In an editorial published in its Thursday morning edition, the neo-conservative National Post, demanded the government prevent the MV Sun Sea from ever entering Canadian waters so as to prevent Liberation Tigers of Tamil Eelam (LTTE) operatives from coming to Canada. The same morning, Canada’s newspaper of record, the Globe and Mail, published an editorial titled “Keeping a Lockout of Tigers” that said the imminent arrival of the Tamil “boat people” has demonstrated the need to make to make Canada’s refugee-determination system more restrictive.

This is not the first time that the terrorist canard has been raised by Canada’s establishment against desperate Tamil refugees. Last October, when 76 young Tamil men arrived on the Ocean Lady, it was reported that at least 25 of the refugees had links to the Tamil Tigers. But after months of intensive investigation, none of the men were deemed to be a security threat. All have been released into the country’s 300,000 strong Tamil community, pending hearing of their refugee claims.

If members of Sri Lanka’s Tamil minority are willing to risk the hazards of a long sea voyage in a cargo ship and even pay tens of thousands of dollars to do so, it is because they face dire poverty and state discrimination at home.

Sri Lanka’s Tamil-majority north and east were devastated by decades of civil war and the 2005 tsunami. Then in 2008-2009, the Sri Lankan military mounted a war of extermination against the LTTE that laid waste to LTTE-controlled towns and villages. Thousands of civilians were killed in this offensive. Many of those who escaped the fighting arrived at Manik Farm and other government-run detention centres, emaciated, injured or ill. To cover up their wars crimes, the Sri Lankan authorities expelled all journalists and aid organizations.

With the final defeat of the LTTE in May 2009, the Sri Lankan army herded upwards of 280,000 people into squalid detention camps surrounded by barbed wire and armed soldiers. There Tamil youth were beaten and regularly “disappeared” without a trace and women raped by security forces and government-allied militias.

In an on-the-spot report by the WSWS earlier this year, correspondents found that food was limited in the detention camps: “The weekly ration is just a kilogram each of rice, flour and sugar and 100 grams of lentils or dhal per person. People have no money to buy other essentials. They do not get fish, meat, eggs or vegetables. The rations are obviously inadequate and many children and adults are suffering from malnutrition. Water is also scarce. Each inmate receives five litres of drinking water per week”. Even with the recent release of tens of thousands of detainees, most people have not been allowed to return to their own villages and towns. They continue to be subjected to stringent travel restrictions and police reporting requirements.

Canada, like the other Western powers, bears direct responsibility for the horrific conditions confronting Sri Lanka’s Tamils.
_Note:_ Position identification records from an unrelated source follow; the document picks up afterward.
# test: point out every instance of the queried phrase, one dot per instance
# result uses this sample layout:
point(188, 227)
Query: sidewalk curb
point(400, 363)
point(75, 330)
The Canadian government encouraged Sri Lankan President Mahinda Rajapaksa to scuttle the peace process with the LTTE and resume all-out war by declaring the LTTE a terrorist organization in 2006.

Members and supporters of the minority Harper government clearly see the arrival of Tamil refugees on Canada’s shores as an opportunity to exploit for political advantage.

They are using it as a “wedge issue,” raising the hoary spectre of “queue jumpers” and “criminals” imposing themselves on the generosity of “hard-working” Canadian citizens to promote their reactionary “law and order” and “national security” agendas.

So crude, manipulative and cynical is this campaign that even some press commentators have felt compelled to criticize it. In a column titled “Tamil Ships Bring What the Tories Need,” the National Post’s Don Martin called the Harper government’s “heavy-handed” response “a classic political diversion tactic.”

That it is. But its full aims are much broader and more sinister. The turn of capitalist governments the world over toward anti-refugee and anti-immigrant politics serves the most reactionary ends—to justify the build-up of the repressive apparatus of the state and to try to split the working class so as to render it unable to mount a counter-offensive against the assault on jobs, social programs and democratic rights.